Saturday morning Watauga Lake became the destination of dozens of boats loaded with volunteers, in the first annual Watauga Lake Cleanup. Registering at either Fish Springs Marina or Sugar Grove Baptist Church near the Dry Hill community, volunteers searched the shorelines in an effort to cleanup some of the accumulated trash and debris that were beginning to plague the lake. Trash was deposited in dumpsters at Pioneer Landing Marina and Fish Springs Marina or was taken to two barges located on the lake.
A picnic was held at 2:30 at Sugar Grove where various sponsors including the TVA and the Tennessee Forestry Department set up booths.
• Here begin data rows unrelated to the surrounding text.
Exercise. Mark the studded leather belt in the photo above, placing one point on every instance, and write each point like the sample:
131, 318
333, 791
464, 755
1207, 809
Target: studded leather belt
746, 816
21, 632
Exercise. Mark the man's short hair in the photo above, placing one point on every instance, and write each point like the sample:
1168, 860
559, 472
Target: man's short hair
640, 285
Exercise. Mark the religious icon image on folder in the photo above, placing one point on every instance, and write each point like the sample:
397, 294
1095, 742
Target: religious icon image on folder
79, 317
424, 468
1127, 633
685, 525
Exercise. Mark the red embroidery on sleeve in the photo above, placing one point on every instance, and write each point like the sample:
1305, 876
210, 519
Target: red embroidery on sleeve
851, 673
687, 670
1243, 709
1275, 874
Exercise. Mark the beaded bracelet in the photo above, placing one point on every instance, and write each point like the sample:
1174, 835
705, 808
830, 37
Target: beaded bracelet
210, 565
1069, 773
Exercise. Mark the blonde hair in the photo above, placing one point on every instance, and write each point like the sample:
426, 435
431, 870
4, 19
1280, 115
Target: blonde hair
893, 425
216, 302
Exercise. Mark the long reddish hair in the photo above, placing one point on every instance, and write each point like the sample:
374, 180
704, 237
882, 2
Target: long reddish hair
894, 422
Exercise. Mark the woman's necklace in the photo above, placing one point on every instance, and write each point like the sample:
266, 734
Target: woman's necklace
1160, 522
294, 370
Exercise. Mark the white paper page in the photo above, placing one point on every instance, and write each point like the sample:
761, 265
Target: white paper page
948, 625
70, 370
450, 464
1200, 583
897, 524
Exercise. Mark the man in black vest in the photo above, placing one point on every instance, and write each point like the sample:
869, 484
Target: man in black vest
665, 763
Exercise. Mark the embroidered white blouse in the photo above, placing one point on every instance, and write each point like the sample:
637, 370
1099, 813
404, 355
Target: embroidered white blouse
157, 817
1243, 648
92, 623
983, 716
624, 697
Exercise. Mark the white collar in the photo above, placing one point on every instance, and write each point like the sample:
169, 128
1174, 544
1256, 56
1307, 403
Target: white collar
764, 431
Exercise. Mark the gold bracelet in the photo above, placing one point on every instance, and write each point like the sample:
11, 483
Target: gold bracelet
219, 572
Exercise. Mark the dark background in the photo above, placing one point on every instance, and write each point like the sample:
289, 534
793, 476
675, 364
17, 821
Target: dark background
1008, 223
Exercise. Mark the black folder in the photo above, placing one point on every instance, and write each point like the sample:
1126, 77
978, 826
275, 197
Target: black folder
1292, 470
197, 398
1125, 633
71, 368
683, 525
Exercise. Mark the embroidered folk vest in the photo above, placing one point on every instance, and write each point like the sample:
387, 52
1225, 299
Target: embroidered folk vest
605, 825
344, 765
Earlier in the morning biscuits were served by the church as well as coffee from TJs Coffee House and ham from Goodnight Brothers’ Country Hams of Boone. Entertainment included a local bluegrass band and various door prizes, including a grand prize drawing for $200. The winner had to be present to claim their prize and the $200 went to Brenda Wilson of Butler, who graciously donated it back to the “Our Community Gives Back” organization in charge of the cleanup.
The original idea behind the cleanup began with two close friends and residents of the lake area. Mary Salter and Debbie Rolleri both began to see a real problem with trash building up around the lake and decided to do something about it. After much discussion and many phone calls to friends and supporters, the two came up with the “Our Community Gives Back” organization and began the process of creating an annual Watauga Lake cleanup day. Sponsors quickly came on board and after a little advertising including putting fliers at local churches, the event was underway.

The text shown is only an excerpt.